The network will also allow residents and businesses to more easily conduct governmental business. For example, OpenCape will facilitate e-permitting in all towns on the network, meaning a plumbing company can pull all permits needed for a week of work, even if work is being done in multiple towns, just by connecting from a single point on the network.
Public safety is important to the region, which is prone to severe weather, and particularly important for outer Cape. OpenCape will improve connectivity by paying for and supporting a backup 700 Mhz network. Redundancy ensures the network can support vital communications in times of emergency.
One of the offshoots of OpenCape is SmarterCape Partnership, an organization with representatives from major public and private entities. SmarterCape provides a place for the public and private silos of the region to collaborate, and to leverage the network and other regional assets. The organizations have a common identity through recognition of their shared problems, which include the Cape’s aging population, outflows of young people, and over-reliance on seasonal businesses and second homes. They know they need diversification to create a year-round economy.
Potential projects are already sprouting. Woods Hole is only one organization that needs greater symmetrical capacity to do its work. Upon hearing of the project, a radiologist who wants to live year-round on the Cape expressed his delight. He can work from anywhere provided he can upload an download large files very quickly to his home computer.
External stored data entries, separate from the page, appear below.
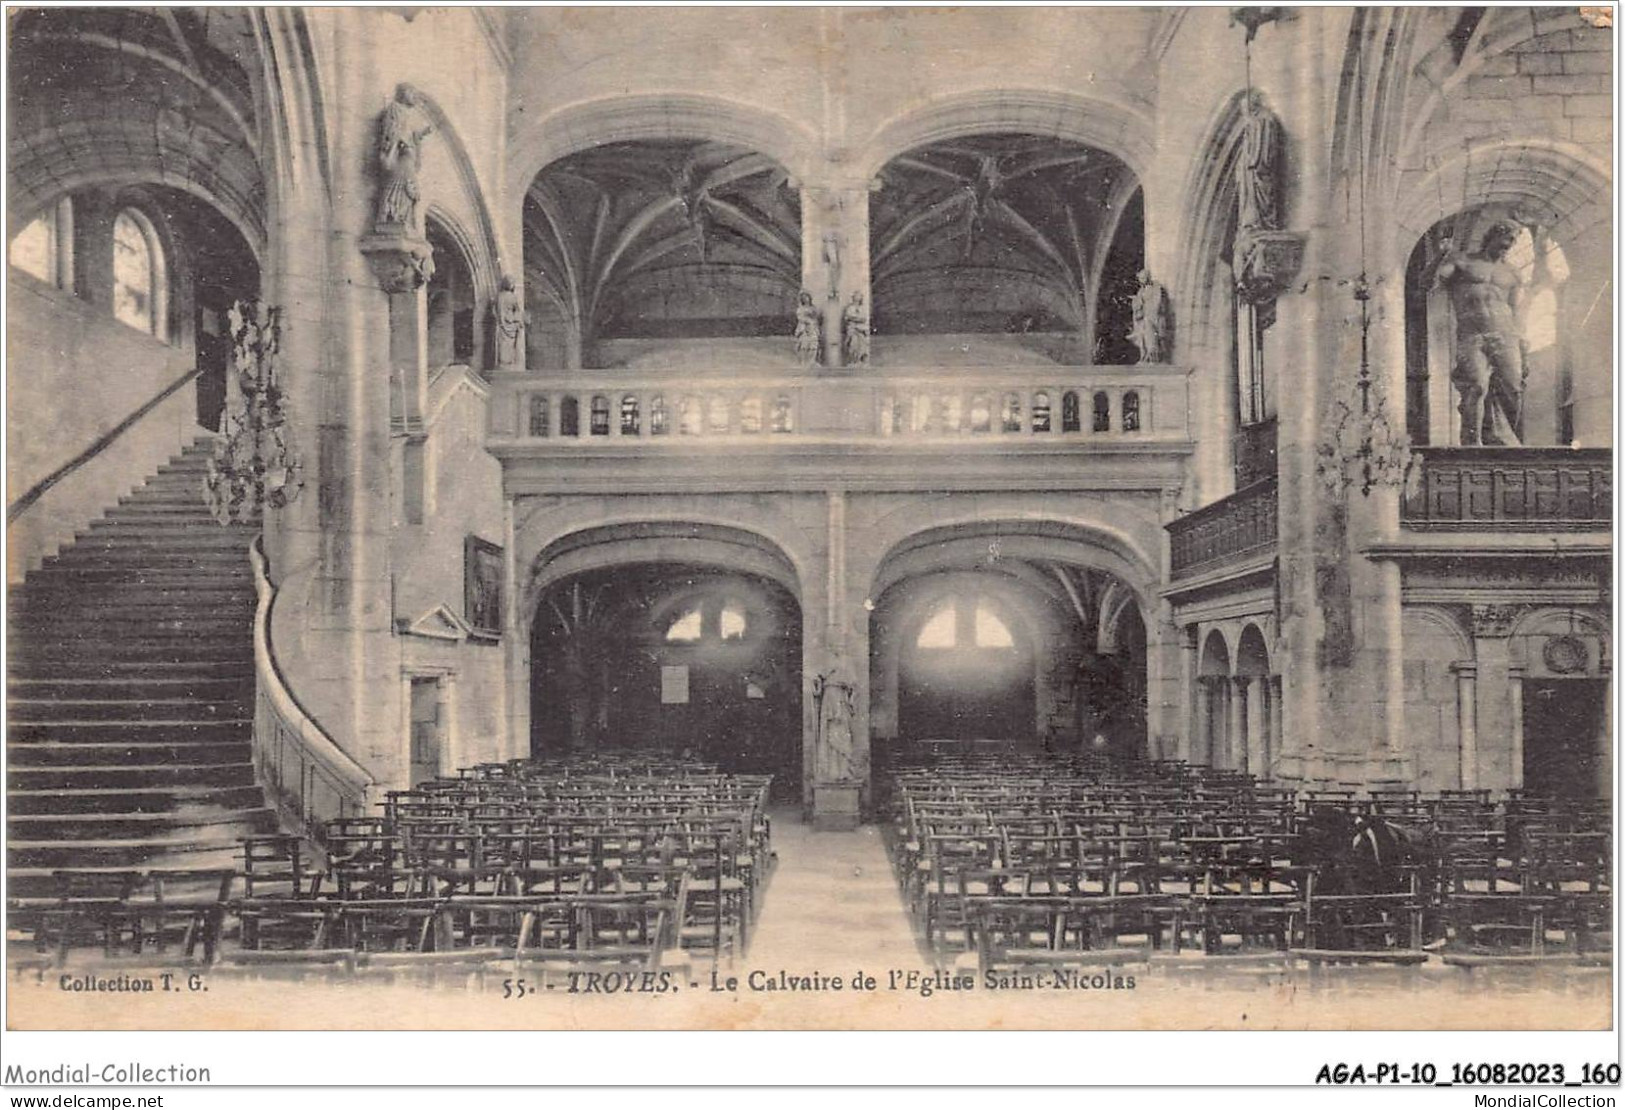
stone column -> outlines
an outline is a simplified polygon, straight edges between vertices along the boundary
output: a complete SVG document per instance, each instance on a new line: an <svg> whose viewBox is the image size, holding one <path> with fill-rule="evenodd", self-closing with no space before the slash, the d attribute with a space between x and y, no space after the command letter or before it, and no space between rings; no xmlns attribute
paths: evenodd
<svg viewBox="0 0 1625 1110"><path fill-rule="evenodd" d="M854 294L869 317L869 182L833 179L801 190L801 284L823 311L823 364L845 365L841 314Z"/></svg>
<svg viewBox="0 0 1625 1110"><path fill-rule="evenodd" d="M1203 732L1202 680L1198 674L1195 626L1182 627L1179 636L1179 689L1181 706L1179 735L1175 737L1173 756L1187 763L1196 762L1196 751Z"/></svg>
<svg viewBox="0 0 1625 1110"><path fill-rule="evenodd" d="M1461 743L1461 789L1478 789L1478 666L1457 663L1456 721Z"/></svg>
<svg viewBox="0 0 1625 1110"><path fill-rule="evenodd" d="M1242 715L1246 719L1247 724L1246 769L1259 778L1263 778L1266 773L1263 770L1266 762L1264 756L1264 733L1269 716L1268 711L1265 708L1265 681L1266 679L1263 675L1249 675L1247 678L1237 680L1237 685L1241 688L1241 697L1244 703Z"/></svg>
<svg viewBox="0 0 1625 1110"><path fill-rule="evenodd" d="M1189 763L1208 763L1213 750L1213 692L1212 680L1198 677L1191 683L1195 693L1192 702L1191 731L1186 737L1182 757Z"/></svg>
<svg viewBox="0 0 1625 1110"><path fill-rule="evenodd" d="M396 488L405 523L421 524L425 510L424 446L428 432L428 294L434 252L409 234L369 235L360 243L389 298L389 429L400 441ZM395 452L392 452L394 454Z"/></svg>
<svg viewBox="0 0 1625 1110"><path fill-rule="evenodd" d="M1473 657L1478 664L1475 785L1508 790L1523 785L1523 681L1512 662L1518 605L1472 607Z"/></svg>
<svg viewBox="0 0 1625 1110"><path fill-rule="evenodd" d="M1222 688L1225 768L1239 771L1247 763L1247 680L1231 678Z"/></svg>
<svg viewBox="0 0 1625 1110"><path fill-rule="evenodd" d="M1523 668L1507 668L1507 706L1512 731L1512 788L1523 786Z"/></svg>

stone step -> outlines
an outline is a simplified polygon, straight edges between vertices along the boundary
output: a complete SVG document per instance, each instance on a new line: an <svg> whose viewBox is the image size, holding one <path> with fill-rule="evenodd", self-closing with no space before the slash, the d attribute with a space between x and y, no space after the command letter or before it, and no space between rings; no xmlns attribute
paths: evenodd
<svg viewBox="0 0 1625 1110"><path fill-rule="evenodd" d="M247 763L253 758L253 745L246 733L239 737L237 743L153 738L134 742L13 743L6 748L6 759L15 770L103 767L113 764L125 768L173 764L202 767L220 763Z"/></svg>
<svg viewBox="0 0 1625 1110"><path fill-rule="evenodd" d="M166 767L118 764L72 767L14 767L6 779L10 790L77 790L87 787L129 790L154 786L252 786L249 763L176 763Z"/></svg>
<svg viewBox="0 0 1625 1110"><path fill-rule="evenodd" d="M51 814L228 812L265 804L258 786L84 787L71 790L11 790L6 810L13 816Z"/></svg>
<svg viewBox="0 0 1625 1110"><path fill-rule="evenodd" d="M6 869L59 867L169 867L169 860L194 853L237 853L240 837L175 835L123 840L12 840Z"/></svg>
<svg viewBox="0 0 1625 1110"><path fill-rule="evenodd" d="M11 705L27 700L174 702L196 698L247 704L254 700L253 682L239 678L13 678L7 683Z"/></svg>
<svg viewBox="0 0 1625 1110"><path fill-rule="evenodd" d="M198 678L246 679L252 682L254 678L253 653L233 659L161 659L157 657L143 659L89 659L70 660L64 666L49 668L30 667L30 660L13 655L9 677L22 681L32 682L42 679L62 678L71 681L133 681L151 676L166 680L187 680ZM44 673L40 673L41 669Z"/></svg>
<svg viewBox="0 0 1625 1110"><path fill-rule="evenodd" d="M137 839L142 837L254 836L275 832L276 811L194 808L180 813L49 813L12 814L6 819L11 841Z"/></svg>
<svg viewBox="0 0 1625 1110"><path fill-rule="evenodd" d="M239 695L241 691L239 691ZM248 697L210 700L206 698L19 698L7 703L13 727L28 721L69 718L76 721L200 721L244 720L249 716Z"/></svg>
<svg viewBox="0 0 1625 1110"><path fill-rule="evenodd" d="M149 718L108 721L59 718L49 721L12 721L7 730L7 750L15 753L31 744L144 744L231 743L250 735L250 717L215 721L186 721ZM211 761L212 762L212 761Z"/></svg>

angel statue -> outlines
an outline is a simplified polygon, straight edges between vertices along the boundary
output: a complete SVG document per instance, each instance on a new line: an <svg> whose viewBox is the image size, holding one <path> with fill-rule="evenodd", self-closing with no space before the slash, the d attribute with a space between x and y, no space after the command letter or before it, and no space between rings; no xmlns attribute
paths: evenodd
<svg viewBox="0 0 1625 1110"><path fill-rule="evenodd" d="M422 94L404 82L397 85L395 99L378 117L378 209L373 223L380 234L417 230L423 140L433 131Z"/></svg>

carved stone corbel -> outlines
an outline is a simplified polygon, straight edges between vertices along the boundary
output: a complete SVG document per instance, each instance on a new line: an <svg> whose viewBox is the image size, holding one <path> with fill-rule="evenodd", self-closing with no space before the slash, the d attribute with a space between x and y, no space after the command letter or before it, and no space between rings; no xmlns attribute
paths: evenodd
<svg viewBox="0 0 1625 1110"><path fill-rule="evenodd" d="M1273 305L1297 282L1304 236L1296 231L1244 228L1236 236L1236 294L1252 305Z"/></svg>
<svg viewBox="0 0 1625 1110"><path fill-rule="evenodd" d="M434 276L434 248L411 235L368 235L361 240L373 276L386 293L411 293Z"/></svg>

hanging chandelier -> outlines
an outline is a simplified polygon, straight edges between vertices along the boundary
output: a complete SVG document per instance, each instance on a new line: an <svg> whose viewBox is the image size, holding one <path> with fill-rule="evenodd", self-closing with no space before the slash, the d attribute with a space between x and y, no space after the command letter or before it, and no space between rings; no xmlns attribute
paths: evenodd
<svg viewBox="0 0 1625 1110"><path fill-rule="evenodd" d="M304 487L279 380L282 310L238 301L226 375L226 438L209 460L204 491L221 524L257 522L266 506L291 504Z"/></svg>

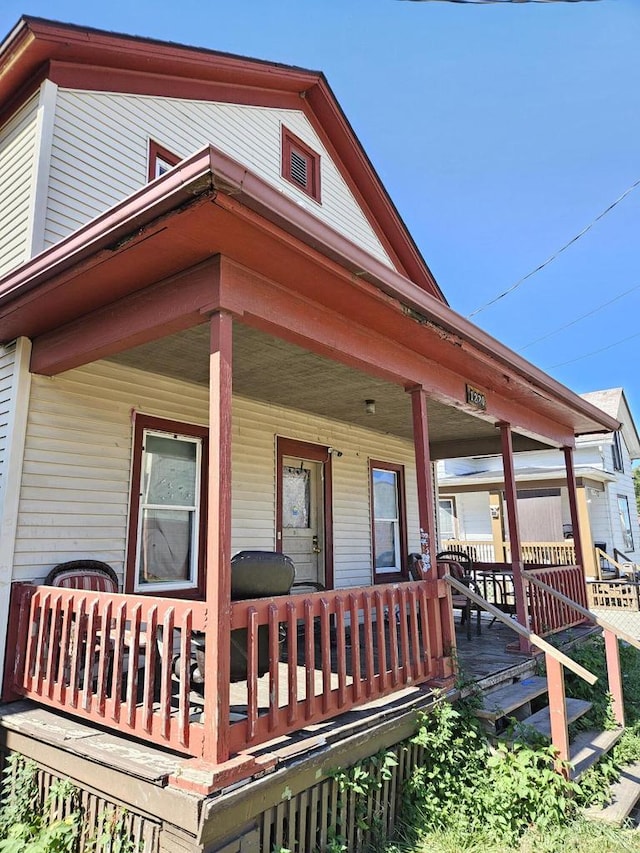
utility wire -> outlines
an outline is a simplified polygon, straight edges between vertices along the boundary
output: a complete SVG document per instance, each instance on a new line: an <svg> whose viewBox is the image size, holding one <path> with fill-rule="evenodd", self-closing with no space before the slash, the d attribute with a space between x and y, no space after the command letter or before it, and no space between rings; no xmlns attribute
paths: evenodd
<svg viewBox="0 0 640 853"><path fill-rule="evenodd" d="M454 0L454 2L459 2L459 0ZM485 302L484 305L481 305L479 308L476 308L475 311L472 311L471 314L467 315L467 319L470 320L471 317L475 317L476 314L479 314L481 311L484 311L485 308L489 308L490 305L495 305L496 302L499 302L501 299L504 299L505 296L508 296L510 293L513 293L514 290L517 290L517 288L520 287L521 284L524 284L524 282L528 278L531 278L532 275L535 275L537 272L540 272L541 269L544 269L552 261L555 261L555 259L558 257L558 255L561 255L562 252L564 252L566 249L569 248L569 246L572 246L577 240L579 240L581 237L583 237L587 233L587 231L590 231L593 228L593 226L596 224L596 222L598 222L600 219L602 219L604 216L606 216L607 213L610 213L613 210L613 208L616 207L616 205L620 204L620 202L624 198L626 198L629 195L629 193L633 192L633 190L635 190L635 188L638 186L640 186L640 180L637 180L628 189L626 189L622 193L622 195L619 196L619 198L617 198L614 202L612 202L609 205L609 207L605 208L605 210L603 210L601 213L599 213L594 220L592 220L587 226L585 226L582 229L582 231L580 231L579 234L576 234L575 237L572 237L568 243L565 243L564 246L562 246L560 249L558 249L556 252L554 252L553 255L550 255L546 261L543 261L535 269L531 270L531 272L528 272L526 275L522 276L521 279L518 279L518 281L516 281L515 284L512 284L511 287L507 288L507 290L504 290L502 293L499 293L498 296L495 296L493 299L489 300L489 302Z"/></svg>
<svg viewBox="0 0 640 853"><path fill-rule="evenodd" d="M592 355L598 355L598 353L606 352L609 349L613 349L614 347L620 346L620 344L625 344L627 341L632 341L634 338L640 338L640 332L636 332L635 335L629 335L627 338L622 338L619 341L614 341L612 344L609 344L606 347L601 347L600 349L594 349L591 352L587 352L584 355L579 355L577 358L571 358L569 361L561 361L560 364L552 364L551 367L545 367L545 370L553 370L556 367L564 367L565 364L574 364L576 361L582 361L583 358L590 358Z"/></svg>
<svg viewBox="0 0 640 853"><path fill-rule="evenodd" d="M597 314L598 311L602 311L603 308L607 308L609 305L613 305L614 302L617 302L619 299L622 299L625 296L628 296L630 293L633 293L634 290L640 289L640 284L636 284L635 287L630 287L629 290L625 290L624 293L619 293L617 296L614 296L613 299L609 299L608 302L603 302L602 305L597 305L591 311L587 311L586 314L581 314L579 317L576 317L575 320L571 320L569 323L565 323L563 326L558 326L557 329L553 329L551 332L547 332L546 335L542 335L539 338L536 338L535 341L530 341L528 344L525 344L523 347L519 347L518 352L522 352L523 350L529 349L534 344L539 344L540 341L546 341L547 338L553 337L553 335L557 335L558 332L564 331L564 329L568 329L570 326L575 326L576 323L579 323L581 320L586 320L587 317L592 317L594 314Z"/></svg>

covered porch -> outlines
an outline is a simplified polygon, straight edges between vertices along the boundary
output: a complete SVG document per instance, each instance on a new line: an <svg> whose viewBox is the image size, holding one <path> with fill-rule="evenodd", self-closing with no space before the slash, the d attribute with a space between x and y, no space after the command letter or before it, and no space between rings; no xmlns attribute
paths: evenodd
<svg viewBox="0 0 640 853"><path fill-rule="evenodd" d="M513 453L563 447L571 484L574 433L614 423L234 168L207 149L0 283L6 335L21 338L27 449L51 411L61 441L77 440L79 418L99 423L102 446L118 448L112 474L77 476L94 483L87 495L125 507L98 547L82 500L67 503L56 556L34 562L119 554L124 593L52 589L26 559L14 574L4 695L191 756L194 775L185 765L176 782L203 790L255 772L250 747L408 685L451 684L433 459L502 452L516 616L564 627L566 614L551 625L550 601L536 610L527 593ZM206 457L190 503L146 499L150 435ZM75 452L54 463L59 473L83 469ZM285 475L298 468L316 485L290 506ZM25 464L16 507L38 489L37 500L61 499L60 483L47 497L38 476ZM166 559L150 570L143 542L167 507L192 531L174 574ZM44 526L46 508L36 511ZM315 515L313 530L296 526L300 512ZM304 591L232 600L234 553L294 544ZM580 566L579 536L575 547ZM410 552L422 556L413 578ZM545 580L577 595L581 578L564 567ZM234 632L246 640L238 682Z"/></svg>

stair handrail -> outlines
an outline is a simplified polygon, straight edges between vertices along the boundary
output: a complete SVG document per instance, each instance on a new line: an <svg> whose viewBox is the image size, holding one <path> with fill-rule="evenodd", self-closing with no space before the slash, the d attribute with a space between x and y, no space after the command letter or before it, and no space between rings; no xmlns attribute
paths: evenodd
<svg viewBox="0 0 640 853"><path fill-rule="evenodd" d="M567 669L570 669L571 672L584 679L584 681L586 681L588 684L593 685L598 680L597 675L594 675L592 672L589 672L588 669L585 669L579 663L576 663L568 655L565 655L564 652L561 652L560 649L556 649L556 647L552 646L551 643L548 643L546 640L543 640L542 637L539 637L538 634L534 634L533 631L530 631L528 628L525 628L525 626L521 625L520 622L516 622L510 616L507 616L505 613L502 612L502 610L499 610L497 607L494 607L494 605L491 604L490 601L487 601L486 598L483 598L481 595L478 595L477 592L474 592L472 589L469 589L469 587L456 580L456 578L452 577L451 575L444 575L444 580L448 581L451 586L454 587L454 589L456 589L458 592L461 592L466 595L467 598L470 598L471 601L473 601L475 604L480 605L483 610L486 610L487 613L490 613L499 622L502 622L508 628L511 628L511 630L514 631L516 634L519 634L521 637L524 637L532 645L537 646L540 651L544 652L546 655L549 655L558 663L561 663L566 666Z"/></svg>
<svg viewBox="0 0 640 853"><path fill-rule="evenodd" d="M584 679L588 684L595 684L598 680L598 677L594 675L592 672L589 672L588 669L585 669L579 663L576 663L574 660L571 660L570 657L561 652L560 649L556 649L550 643L547 643L546 640L543 640L542 637L539 637L537 634L534 634L533 631L530 631L524 625L521 625L519 622L514 621L509 616L504 614L502 610L499 610L497 607L494 607L490 601L487 601L481 595L478 595L472 589L465 586L460 581L451 577L451 575L444 575L444 580L448 581L448 583L458 592L461 592L463 595L466 595L471 601L474 601L480 607L484 608L488 613L494 616L498 621L502 622L504 625L507 625L512 631L515 631L516 634L519 634L521 637L526 638L532 645L537 646L541 651L544 652L545 657L545 665L547 670L547 693L549 694L549 721L551 723L551 743L553 744L556 750L556 760L555 766L558 773L561 773L564 776L570 777L572 774L571 767L569 765L569 759L571 756L571 752L569 749L569 724L567 720L567 706L566 706L566 695L565 695L565 687L564 687L564 668L566 666L567 669L570 669L571 672L574 672L577 676ZM610 635L615 640L615 635ZM607 640L607 632L605 631L605 640ZM609 656L613 656L614 650L611 642L607 641L607 661L609 660ZM615 641L615 653L618 651L618 644ZM620 660L618 658L618 676L620 676ZM611 679L609 680L609 684L611 685ZM621 725L624 725L624 712L622 710L622 680L619 677L618 681L618 692L614 693L614 690L611 690L612 694L614 694L614 714L618 722Z"/></svg>
<svg viewBox="0 0 640 853"><path fill-rule="evenodd" d="M561 601L562 604L566 604L568 607L572 607L575 611L581 613L599 628L602 628L604 631L611 631L611 633L615 634L621 640L624 640L625 643L629 643L629 645L635 646L636 649L640 649L640 640L638 640L632 634L627 634L627 632L624 631L622 628L618 628L617 625L614 625L607 619L603 619L601 616L598 616L596 613L594 613L592 610L589 610L587 607L583 607L581 604L578 604L577 601L574 601L572 598L569 598L567 595L564 595L562 592L559 592L557 589L554 589L552 586L549 586L549 584L545 583L544 581L541 581L539 578L535 577L535 575L530 574L530 572L523 571L522 577L525 578L529 583L534 584L534 586L537 586L549 595L552 595L558 601Z"/></svg>
<svg viewBox="0 0 640 853"><path fill-rule="evenodd" d="M600 565L600 558L601 557L604 557L604 559L610 565L615 566L615 569L618 572L618 574L624 574L625 567L622 565L622 563L619 563L617 560L614 560L613 557L610 557L606 551L602 550L602 548L598 548L596 546L593 550L595 551L595 555L596 555L596 562L598 565L598 578L599 578L599 580L602 580L602 567Z"/></svg>
<svg viewBox="0 0 640 853"><path fill-rule="evenodd" d="M630 557L628 554L625 554L624 551L621 551L619 548L614 547L613 556L616 558L616 560L619 560L620 557L622 557L625 563L633 563L635 565L636 561L633 559L633 557Z"/></svg>

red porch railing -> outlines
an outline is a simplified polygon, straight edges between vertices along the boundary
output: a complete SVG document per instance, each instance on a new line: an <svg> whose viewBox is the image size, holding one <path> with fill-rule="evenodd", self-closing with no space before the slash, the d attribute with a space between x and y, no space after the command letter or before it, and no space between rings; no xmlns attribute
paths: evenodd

Until OpenCape, he had no prospect for leaving the Boston area.
Another example is a Condo association that wants to aggregate its residents’ Internet services by getting a fiber optic connection into the development and using it to provide wireless throughout the complex. Similarly, the University of Massachusetts Dartmouth could use spectrum it owns to provide wireless with fiber backhaul in its neighborhood. There are other opportunities to make services available to lower-income households, perhaps from the community colleges.
Sandwich Economic Initiative Corp. plans to promote the network to businesses that would otherwise consider the community too remote. “Co-offices”, for people who work remotely but would like to work in an office setting, are also a possibility. While they may not add to the tax base in the same way as a new business, they make the work-day community more populous and vibrant.
Gallager says it is important that people understand, “OpenCape is an infrastructure, it’s not a panacea of cures, it’s not the applications that people may use day in and day out.” Using the metaphor of road networks, OpenCape is the main road connecting towns, not a side road connecting residences. Each anchor institution will have different ways of using the network and can learn from the others.